Minutes after receiving the Carver Medal, one of most prestigious honors that Simpson College bestows, Lt. Gen. Russell C. Davis had a surprise for the college.

He presented Simpson President John Byrd with a plaque Thursday night that contains a sculptured likeness of George Washington Carver, a piece of artwork the 73-year-old Davis had bought in his teens in his hometown of Tuskegee, Ala.

“Put it wherever you think it will do the most good, as a reflection of Dr. Carver and as a little piece of Russ Davis that will always be at Simpson,” Davis said.

Afterward, Byrd said, “It was totally unexpected. I was stunned, and I was very touched that he was giving us a piece, not just of his own history but, after listening tonight, a piece of family history as well.”

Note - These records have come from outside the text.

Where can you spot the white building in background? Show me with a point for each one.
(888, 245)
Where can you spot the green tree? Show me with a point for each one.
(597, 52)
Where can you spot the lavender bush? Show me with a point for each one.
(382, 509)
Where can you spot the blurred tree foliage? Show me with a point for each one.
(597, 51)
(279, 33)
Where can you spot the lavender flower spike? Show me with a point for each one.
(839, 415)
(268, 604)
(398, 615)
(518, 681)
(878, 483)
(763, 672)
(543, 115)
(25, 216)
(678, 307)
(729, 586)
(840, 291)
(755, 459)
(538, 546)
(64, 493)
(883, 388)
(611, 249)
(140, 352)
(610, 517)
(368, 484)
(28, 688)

For Davis, the former chief of the National Guard Bureau, George Washington Carver represents more than a name in the history books.

Davis said his great-great grandfather, a former slave, helped raise the money for what now is known as Tuskegee University, where Booker T. Washington served as the first president and where Carver made many of his scientific discoveries.

Davis’s grandfather then worked for Carver at Tuskegee, and the family often entertained Carver for dinner. When Davis was a child, attending a nursery school on the Tuskegee campus, Carver was the “tall man in a lab coat” who gave the children candy.

“He was a man who mentored not just a few people, but generations,” Davis said, who noted that he was greatly influenced by Carver’s legacy.

“That’s what was so symbolic about his life. It was not about him…He was about doing what he thought was the right thing.”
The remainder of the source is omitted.